Obama’s Trip Back to New Hampshire: An Ex-Democrat Reconsiders

FIRST PERSON | NASHUA, N.H. — President Obama arrived here on Thursday just as southern New Hampshire was hit by its first real snowstorm since a freak squall in October. I bought a snowblower after that nor’easter.

Since then, I’d seen Obama speak in Manchester last November, experienced another New Hampshire primary (doing the unthinkable and registering as Republican for one day to vote for Jon Huntsman), and just last week, witnessed Joe Biden kick off the 2012 campaign with his own Manchester rally.

As a long-term unemployed “99er” whose benefits ran out in 2010, I also continued my fruitless search for a job. But in all that time, there wasn’t one real snow storm, which kept the new snowblower garaged. It had failed to find work, too.

Thursday morning, I used it to clear the driveway and drove to Nashua Community College. Inside the gymnasium, there were about 750 people. It was in Nashua that I first saw Obama, in January 2008, in another packed gym. He arrived fresh from his Iowa victory, floating on a cloud of hype, but I was unimpressed. He struck me as phony.

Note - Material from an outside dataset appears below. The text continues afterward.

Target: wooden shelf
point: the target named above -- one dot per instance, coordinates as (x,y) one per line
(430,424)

I’ve had a rocky relationship with Obama since voting for him for president. I’m a progressive, and he tacked right and eventually, I lost faith. After the November 2010 elections, I registered as an independent to register my disgust.

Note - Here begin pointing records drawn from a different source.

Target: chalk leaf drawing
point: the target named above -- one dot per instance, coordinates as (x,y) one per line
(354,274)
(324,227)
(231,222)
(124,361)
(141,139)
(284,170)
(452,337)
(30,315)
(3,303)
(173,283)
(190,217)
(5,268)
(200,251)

I have not had a full-time job during his term. He is the first president under whom that’s occurred since I first went to work in the late ’70s. It’s not at all what I expected. The audacity of hope has been replaced with the misgivings of discouragement.

Obama’s speech was good and the audience enthusiastic. The local newspaper reported he would talk about the economy, but he focused on the energy crisis, and energy policy is hardly the stuff of great speeches. Ask Jimmy Carter. He didn’t match his rousing rhetoric of last November when he did address job creation, but he didn’t disappoint me, as he so often has in the past. Perhaps it was the infectious spirit of the crowd. Or something else.

Since Obama’s last New Hampshire appearance, Huntsman dropped out of the race. With the rise of Rick Santorum, the GOP race has lurched farther rightward. Santorum recently attacked John Kennedy, a demigod here. JFK launched his 1960 campaign in Nashua, and I remember him even though I was a child.

I knew Jack Kennedy, and Barack Obama, you’re no Jack Kennedy. He felt like a second father to me. Do people actually think of presidents as father figures now? Obama is two years my junior. Have I been looking for something I can no longer have?

The Bible tells me, “When I was a child, I spake as a child, I understood as a child, I thought as a child: but when I became a man, I put away childish things.”

As I listened to Obama and felt the crowd’s affection, I wondered if I was ready to put away childish things. Can I set aside my vanity and vote again for the man I once supported?

The struggle to find a job in this economy is hard, but my prospects will be even bleaker should the Republicans retake the White House. As a progressive, he is all I have.